Aumento do IPI sobre cigarros visa equilibrar as contas públicas diante da crise internacional dos combustíveis.
(Imagem: gerado por IA)
O bolso do fumante brasileiro sentirá o peso de uma nova estratégia fiscal do governo federal. Para tentar frear a escalada nos preços das passagens aéreas e do transporte de cargas, o Ministério da Fazenda anunciou a elevação do imposto sobre cigarros, uma manobra necessária para compensar a isenção tributária concedida ao querosene de aviação (QAV) e ao biodiesel.
A decisão surge em um momento de incerteza global, onde o conflito no Oriente Médio tem pressionado os custos de energia e combustíveis em todo o mundo. Ao encarecer o cigarro, o governo busca arrecadar cerca de R$ 1,2 bilhão apenas nos próximos dois meses, garantindo um fôlego extra para equilibrar a balança comercial sem sacrificar o consumidor final nos aeroportos ou nas bombas de diesel.
Com a mudança, a alíquota do Imposto sobre Produtos Industrializados (IPI) incidente sobre os cigarros saltará de 2,25% para 3,5%. Na prática, isso redefine o patamar de preços no varejo: o valor mínimo de uma carteira de cigarros deve subir de R$ 6,50 para R$ 7,50, afetando diretamente o mercado formal e a arrecadação da União.
Estratégia para conter a inflação nos transportes
O objetivo central da medida é neutralizar o impacto da isenção do PIS e da Cofins sobre o combustível das aeronaves. Segundo a equipe econômica, essa desoneração deve reduzir o custo do litro do querosene em aproximadamente R$ 0,07. Embora pareça um valor pequeno isoladamente, o impacto fiscal mensal é de R$ 100 milhões, montante que agora será coberto pelo setor de tabaco.

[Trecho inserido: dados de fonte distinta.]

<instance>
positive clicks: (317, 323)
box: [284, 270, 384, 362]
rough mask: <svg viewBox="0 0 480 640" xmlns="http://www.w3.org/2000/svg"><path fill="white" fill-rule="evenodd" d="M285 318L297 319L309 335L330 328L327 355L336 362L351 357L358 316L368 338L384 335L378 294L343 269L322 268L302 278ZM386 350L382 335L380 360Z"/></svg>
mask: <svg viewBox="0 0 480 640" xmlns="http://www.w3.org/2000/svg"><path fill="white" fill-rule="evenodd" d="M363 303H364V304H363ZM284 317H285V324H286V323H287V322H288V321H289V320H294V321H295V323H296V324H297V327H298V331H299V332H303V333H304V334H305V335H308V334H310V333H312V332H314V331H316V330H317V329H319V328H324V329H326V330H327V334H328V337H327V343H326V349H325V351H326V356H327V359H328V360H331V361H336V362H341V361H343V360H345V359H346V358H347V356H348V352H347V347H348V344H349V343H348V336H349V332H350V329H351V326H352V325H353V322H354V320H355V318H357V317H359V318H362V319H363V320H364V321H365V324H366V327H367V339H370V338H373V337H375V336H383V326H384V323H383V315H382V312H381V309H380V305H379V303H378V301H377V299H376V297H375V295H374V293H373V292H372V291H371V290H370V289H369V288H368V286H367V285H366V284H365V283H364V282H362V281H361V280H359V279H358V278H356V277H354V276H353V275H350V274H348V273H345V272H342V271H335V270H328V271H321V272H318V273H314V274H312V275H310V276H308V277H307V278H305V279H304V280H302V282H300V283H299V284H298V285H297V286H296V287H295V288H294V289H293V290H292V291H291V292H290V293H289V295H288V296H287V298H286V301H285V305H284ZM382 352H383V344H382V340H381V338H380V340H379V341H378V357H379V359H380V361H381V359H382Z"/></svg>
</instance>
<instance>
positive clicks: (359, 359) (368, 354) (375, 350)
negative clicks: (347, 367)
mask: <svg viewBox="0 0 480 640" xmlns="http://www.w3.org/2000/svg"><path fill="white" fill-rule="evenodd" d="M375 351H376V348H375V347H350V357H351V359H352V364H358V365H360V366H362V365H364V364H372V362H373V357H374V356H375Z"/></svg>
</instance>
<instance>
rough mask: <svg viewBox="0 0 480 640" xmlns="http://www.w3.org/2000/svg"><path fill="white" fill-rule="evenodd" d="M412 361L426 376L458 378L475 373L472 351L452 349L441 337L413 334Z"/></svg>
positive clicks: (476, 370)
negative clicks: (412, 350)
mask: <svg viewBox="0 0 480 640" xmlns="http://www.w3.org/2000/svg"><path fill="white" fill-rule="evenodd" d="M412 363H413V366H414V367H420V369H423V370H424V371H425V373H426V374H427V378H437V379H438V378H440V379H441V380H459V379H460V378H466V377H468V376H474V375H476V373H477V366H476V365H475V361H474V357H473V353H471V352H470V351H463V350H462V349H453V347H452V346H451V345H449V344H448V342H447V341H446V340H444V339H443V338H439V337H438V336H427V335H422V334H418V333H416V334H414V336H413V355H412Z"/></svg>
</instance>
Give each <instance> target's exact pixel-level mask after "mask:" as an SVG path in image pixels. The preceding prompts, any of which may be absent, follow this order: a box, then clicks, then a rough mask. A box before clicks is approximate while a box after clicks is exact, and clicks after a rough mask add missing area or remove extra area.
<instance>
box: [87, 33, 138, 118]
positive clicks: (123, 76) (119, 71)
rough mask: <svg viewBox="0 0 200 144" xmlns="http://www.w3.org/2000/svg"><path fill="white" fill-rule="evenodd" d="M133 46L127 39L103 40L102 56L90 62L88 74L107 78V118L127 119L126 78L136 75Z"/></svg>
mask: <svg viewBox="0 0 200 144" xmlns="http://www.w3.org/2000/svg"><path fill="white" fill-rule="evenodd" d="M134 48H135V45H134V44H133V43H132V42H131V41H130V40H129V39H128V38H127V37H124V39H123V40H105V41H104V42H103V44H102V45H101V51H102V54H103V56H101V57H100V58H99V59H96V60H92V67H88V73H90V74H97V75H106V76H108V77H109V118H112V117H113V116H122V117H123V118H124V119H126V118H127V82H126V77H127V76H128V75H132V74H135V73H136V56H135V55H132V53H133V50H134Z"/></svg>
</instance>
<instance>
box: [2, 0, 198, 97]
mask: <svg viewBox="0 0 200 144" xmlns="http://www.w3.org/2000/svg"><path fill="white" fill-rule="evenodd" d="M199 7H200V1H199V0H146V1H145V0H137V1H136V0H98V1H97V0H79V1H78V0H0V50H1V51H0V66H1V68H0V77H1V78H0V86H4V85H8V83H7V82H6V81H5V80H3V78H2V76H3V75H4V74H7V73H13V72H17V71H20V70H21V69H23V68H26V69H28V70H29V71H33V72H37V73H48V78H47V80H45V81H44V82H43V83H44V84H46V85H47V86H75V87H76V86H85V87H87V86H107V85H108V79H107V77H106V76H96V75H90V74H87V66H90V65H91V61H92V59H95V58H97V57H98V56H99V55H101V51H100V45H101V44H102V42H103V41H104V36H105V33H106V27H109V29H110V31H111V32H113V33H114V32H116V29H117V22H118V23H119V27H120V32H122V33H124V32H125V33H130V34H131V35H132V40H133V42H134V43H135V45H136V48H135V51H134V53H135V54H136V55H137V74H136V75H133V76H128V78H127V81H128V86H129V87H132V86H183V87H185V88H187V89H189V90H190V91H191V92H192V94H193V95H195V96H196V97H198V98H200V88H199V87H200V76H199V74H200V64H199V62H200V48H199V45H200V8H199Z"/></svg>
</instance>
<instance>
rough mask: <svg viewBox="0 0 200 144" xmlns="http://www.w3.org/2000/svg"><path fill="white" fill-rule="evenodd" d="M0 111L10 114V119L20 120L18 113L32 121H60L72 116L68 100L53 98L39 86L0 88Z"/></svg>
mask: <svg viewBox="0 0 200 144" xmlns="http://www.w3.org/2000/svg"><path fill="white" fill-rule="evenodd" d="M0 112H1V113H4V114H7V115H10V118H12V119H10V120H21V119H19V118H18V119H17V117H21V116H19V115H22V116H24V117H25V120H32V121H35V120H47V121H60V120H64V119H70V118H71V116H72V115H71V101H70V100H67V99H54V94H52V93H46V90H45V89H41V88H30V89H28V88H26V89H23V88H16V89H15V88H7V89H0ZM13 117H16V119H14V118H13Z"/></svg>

O ministro da Fazenda, Dario Durigan, foi enfático ao explicar que a escolha por taxar o cigarro foi pragmática. Ele observou que tentativas anteriores de aumentar a carga tributária sobre esse setor nem sempre atingiram as metas de redução de consumo, mas desta vez a prioridade é garantir a compensação financeira exigida pela Lei de Responsabilidade Fiscal.
Além da elevação do IPI, o governo conta com um aliado inesperado: a própria alta do petróleo no mercado internacional. Com a valorização do barril, que subiu cerca de 40% desde o início das tensões geopolíticas, a arrecadação com royalties de petróleo deve crescer significativamente, oferecendo um suporte adicional para as medidas de contenção de preços.
O equilíbrio das contas e a meta fiscal
Manter as contas em dia é o grande desafio do Ministério do Planejamento. Bruno Moretti destacou que a arrecadação extra com royalties e o imposto de exportação sobre o petróleo bruto são peças fundamentais nesse quebra-cabeça. A expectativa é que essas fontes ajudem a cobrir os R$ 10 bilhões estimados para o pacote de alívio nos combustíveis.
A meta de superávit primário de R$ 3,5 bilhões para este ano continua sendo o norte da gestão econômica. Contudo, o governo reconhece que, ao incluir despesas obrigatórias e investimentos em áreas como saúde e educação, o cenário real aponta para um déficit. A elevação dos impostos sobre o cigarro e as exportações de óleo são, portanto, ferramentas de proteção para que o Orçamento não saia dos trilhos.
Dario Durigan assegurou que todo gasto extraordinário provocado pelo cenário de guerra está rigorosamente casado com novas receitas. Para o cidadão, o cenário desenhado é de um governo tentando blindar setores essenciais da economia, como a logística e o transporte aéreo, utilizando a tributação de produtos supérfluos como válvula de escape fiscal.